En effet, il y a par exemple cette magnifique partie de scrabble qui permet, par le biais de l'inconscient des personnages, de révéler un élément clef de l'intrigue, ou plutôt de faire prendre conscience à l'héroïne du véritable pétrin dans lequel elle s'est fourrée. Cette scène perd toute sa force avec une fin pareille. En plus, cette manière de conclure est très mal écrite, les personnages perdent tous les deux en crédibilité, les dialogues sont bien trop concis et auraient mérité un développement bien plus important, sans avoir à révéler des éléments inconnus jusque là.


Maintenant, il faut bien dire qu'il n'y a pas que la fin qui déçoit. J'aime beaucoup les personnages et l'intrigue en général, mais les auteurs ont bien du mal à rendre crédible cette situation. La raison, c'est qu'il y a beaucoup trop de scènes, beaucoup trop d'événements : ça n'a pas de sens de vouloir rester avec cet homme quand on a autant de soupçons, soupçons qui ne font qu'être de plus en plus spectaculaires qui plus est. Il aurait donc fallu, soit réduire la durée de l'histoire (pas forcément du film), soit prendre un peu plus de temps pour développer le fait que ce personnage féminin reste ; son addiction, son amour, on ne le ressent pas vraiment. On le devine, on le comprend, mais on ne le vit pas.


Ce n'est pas tout. Cette fameuse partie de Scrabble, c'est une très bonne idée, mais elle est très mal amenée. Ce jeu aurait dû être introduit bien plus tôt dans le film, afin de préparer le spectateur à cette scène pleine de révélations ; en l'état, on ne peut considérer cette scène que comme un gros coup de pouce du scénariste à son héroïne, un deus ex machina en d'autres termes, et ça c'est bien dommage.


J'aime beaucoup les personnages. J'aime beaucoup la manière dont ils se rencontrent, dont ils vont s'éprendre l'un de l'autre, le tout avec humour, et comment, petit à petit, tout va basculer, au point que l'humour va laisser la place au frisson, à la peur. Les personnages sont assez bien construits également, même si on sent les auteurs plus radicaux avec Johnny qu'avec Lina.


La mise en scène est solide. Hitchcock se plaît à compléter le scénario avec son découpage ; de la sorte, il renforce les soupçons. En un sens, c'est dommage d'avoir parfois le point de vue de Johnny, cela empêche la mise en scène de fonctionner parfaitement en nous mettant dans la peau de Lina. Il y a un jeu d'ombre intéressant, des mouvements de caméras intéressants... mais pas forcément tout le temps pour renforcer ces éléments. Par exemple ce baiser avec un traveling circulaire (après coup, on pourra toujours dit que ça participe de l'instant magique qui ne serait qu'une supercherie, mais je ne suis pas sûr que le réalisateur ait vu ça comme ça).
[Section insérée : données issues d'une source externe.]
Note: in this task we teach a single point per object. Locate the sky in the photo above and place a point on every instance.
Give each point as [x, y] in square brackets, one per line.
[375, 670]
Les acteurs sont très bons. L'on remarquera tout d'abord une bonne alchimie entre les principaux. Mais ensuite, les deux têtes d'affiche font montre d'un jeu assez précis. Pas forcément subtil, Cary Grant étant très expressif, mais ce dernier se révèle capable de passer d'un extrême à l'autre avec une extrême décontraction.


Enfin, il me paraît important de parler du message du film, surtout quand on sait qu'il y a eu ce changement de fin. Hitchcock avait là un film assez féministe, une femme qui remet en cause son mari, qui se permet de penser, qui n'ose pas en parler à cause des conventions de la société. Et puis avec cette fin, on se retrouve avec un film sexiste comme c'est pas possible ! Déjà, la raison pour laquelle la donzelle est sauvée, c'est qu'elle est mignonne. Pas forcément physiquement, mais que c'est une femme respectable, aimante etc. Ensuite, la faire se tromper sur toute la ligne, pire, faire comprendre que l'homme avait de bonnes raisons de se comporter de la sorte et laisser dire au personnage féminin que tout est de sa faute à elle... c'est vraiment juste foutre en l'air cette figure féminine. C'est un peu dommage. Bon, ceci n'entre pas en compte dans ma notation de l'oeuvre car au final chacun est libre de penser ce qu'il veut et je considère que ce n'est pas le discours qui importe mais la façon de le construire (entendez donc ici le scénario et la mise en scène). Le message, après, il peut aider à aimer un film un peu plus ou un peu moins, mais je me refuse de me laisser influencer par une simple concordance (ou discordance) de convictions pour noter une oeuvre. Car les convictions ne sont jamais que des idées bien personnelles et très relatives car dépendantes d'un contexte social. Qui sait si dans 200 ans ce ne sera pas génial de rabaisser la femme ?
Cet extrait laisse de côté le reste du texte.